You know how kids playing online games throw around all kinds of recondite military jargon because they think it makes them sound badass? Marxism works the same way. “Means of production,” “proletariat,” “the bourgeoisie,” “alienation,” etc. are just words venal people use to disguise their envy. “I’m not greedy, I just want social justice!” If you feel that life is somehow, someway screwing you over, and you’re certain it can’t possibly be your fault, then Marxism has a whole fraternity made especially for you, with secret handshakes, passwords, uniforms, the works. “Means of Production” and phrases like that are the secret decoder ring.

Comment by Severian

Heck, let’s go with the strict definition. You’re not a socialist unless you advocate/advance state control and/or ownership of the means of production. So we have the adorable two-step waltz going on here, step one is to look up socialism in the dictionary and find the above; step two is to declare Barry O outside of this…look, I just proved Obama’s not a socialist, aren’t I knowledgeable & cute?

I have never understood step two. In Obama’s administration, we have seen a steady pattern of people who produce things, having to take orders from people who do not. Rick Wagoner has to quit his job. Doctors have to find out what Washington thinks about a treatment. Even the Cambridge police can’t arrest someone for disturbing the peace without being second-guessed by His Eminence for “act[ing] stupidly.” Solyndra. Stimulus. S&L bailouts. Cash for Clunkers. The list goes on, and on, and on…this stuff could rightfully be categorized under state ownership or control of the means of production, could it not? I’ve never been clear on why not. I don’t think anyone is.

Comment by Morgan K Freeberg

[…] Charmer is confused, but in a good way. About socialists & socialism. This […]

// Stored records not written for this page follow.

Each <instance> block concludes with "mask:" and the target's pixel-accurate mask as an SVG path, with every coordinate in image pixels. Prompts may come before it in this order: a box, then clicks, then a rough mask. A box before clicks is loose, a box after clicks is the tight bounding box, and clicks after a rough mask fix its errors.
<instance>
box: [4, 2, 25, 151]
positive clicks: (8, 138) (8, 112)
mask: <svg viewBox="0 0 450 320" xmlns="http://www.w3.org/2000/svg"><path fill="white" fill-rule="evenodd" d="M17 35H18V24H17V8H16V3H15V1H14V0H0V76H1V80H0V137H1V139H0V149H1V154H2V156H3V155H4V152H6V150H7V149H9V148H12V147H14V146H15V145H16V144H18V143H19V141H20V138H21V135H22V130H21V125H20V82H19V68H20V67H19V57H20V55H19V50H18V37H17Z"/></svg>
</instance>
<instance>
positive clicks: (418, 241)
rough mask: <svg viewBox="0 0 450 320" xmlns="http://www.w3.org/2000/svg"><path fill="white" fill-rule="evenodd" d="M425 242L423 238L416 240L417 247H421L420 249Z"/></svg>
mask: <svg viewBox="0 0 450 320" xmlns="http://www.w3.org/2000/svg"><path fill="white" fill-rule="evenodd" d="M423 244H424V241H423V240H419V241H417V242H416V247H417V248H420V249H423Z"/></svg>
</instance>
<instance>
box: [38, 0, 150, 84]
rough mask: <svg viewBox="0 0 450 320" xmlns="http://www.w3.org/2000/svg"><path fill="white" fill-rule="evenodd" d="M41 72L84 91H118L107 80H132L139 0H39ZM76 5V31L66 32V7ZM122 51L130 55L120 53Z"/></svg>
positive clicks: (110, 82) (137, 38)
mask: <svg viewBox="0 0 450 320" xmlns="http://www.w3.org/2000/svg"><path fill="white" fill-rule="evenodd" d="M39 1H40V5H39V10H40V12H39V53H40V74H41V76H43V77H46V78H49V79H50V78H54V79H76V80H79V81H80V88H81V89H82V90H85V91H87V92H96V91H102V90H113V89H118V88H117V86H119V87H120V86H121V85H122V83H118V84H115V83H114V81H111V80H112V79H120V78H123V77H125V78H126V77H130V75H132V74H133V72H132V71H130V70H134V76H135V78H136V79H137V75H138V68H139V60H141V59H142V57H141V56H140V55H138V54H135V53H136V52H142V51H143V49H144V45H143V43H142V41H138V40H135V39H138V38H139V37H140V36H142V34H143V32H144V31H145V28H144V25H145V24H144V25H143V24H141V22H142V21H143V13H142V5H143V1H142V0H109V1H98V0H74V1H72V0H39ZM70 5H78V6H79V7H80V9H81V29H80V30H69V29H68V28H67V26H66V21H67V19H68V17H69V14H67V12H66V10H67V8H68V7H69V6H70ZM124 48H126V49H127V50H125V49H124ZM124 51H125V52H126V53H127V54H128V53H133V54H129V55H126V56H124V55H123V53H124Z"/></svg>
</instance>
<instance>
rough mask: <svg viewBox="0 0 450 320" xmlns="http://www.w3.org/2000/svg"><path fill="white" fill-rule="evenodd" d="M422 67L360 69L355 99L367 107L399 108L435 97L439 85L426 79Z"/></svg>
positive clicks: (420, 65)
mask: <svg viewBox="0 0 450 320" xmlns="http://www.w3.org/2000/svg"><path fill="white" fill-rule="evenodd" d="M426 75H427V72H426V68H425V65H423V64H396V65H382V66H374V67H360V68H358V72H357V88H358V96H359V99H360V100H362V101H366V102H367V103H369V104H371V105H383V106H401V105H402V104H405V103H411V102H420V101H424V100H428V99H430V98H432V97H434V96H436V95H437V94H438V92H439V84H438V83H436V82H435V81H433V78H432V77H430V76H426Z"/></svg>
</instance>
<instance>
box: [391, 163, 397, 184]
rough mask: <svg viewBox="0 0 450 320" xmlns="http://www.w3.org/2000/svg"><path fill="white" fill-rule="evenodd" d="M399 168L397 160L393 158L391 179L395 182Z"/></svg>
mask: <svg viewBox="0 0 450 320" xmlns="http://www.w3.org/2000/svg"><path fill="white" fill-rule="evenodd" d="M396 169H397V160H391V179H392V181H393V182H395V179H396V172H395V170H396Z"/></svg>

Pingback by House of Eratosthenes

If 100% of all assets are owned privately, and the government taxes all income at 100% then redistributes it, this would not be called sociallism under this, rather anachronistic, definition.

Comment by stephen

I can’t believe I’m ending up being the most New-Agey one here, but I’m a bit surprised that no one has mentioned (what I think are) Facebook’s (and that of many other businesses) primary ‘means of production’ –

Its employees! Its human capital.


“Servers”? Please.

So okay, if the ‘means of production’ definition of socialism indicates an ideology that wants the government to control the machines, physical plant, capital, and people – all of which, as discussed, can be ‘means of production’ – then I guess I wouldn’t have such a problem with that definition after all. What I would have a problem with is the claim that Barack Obama is not one.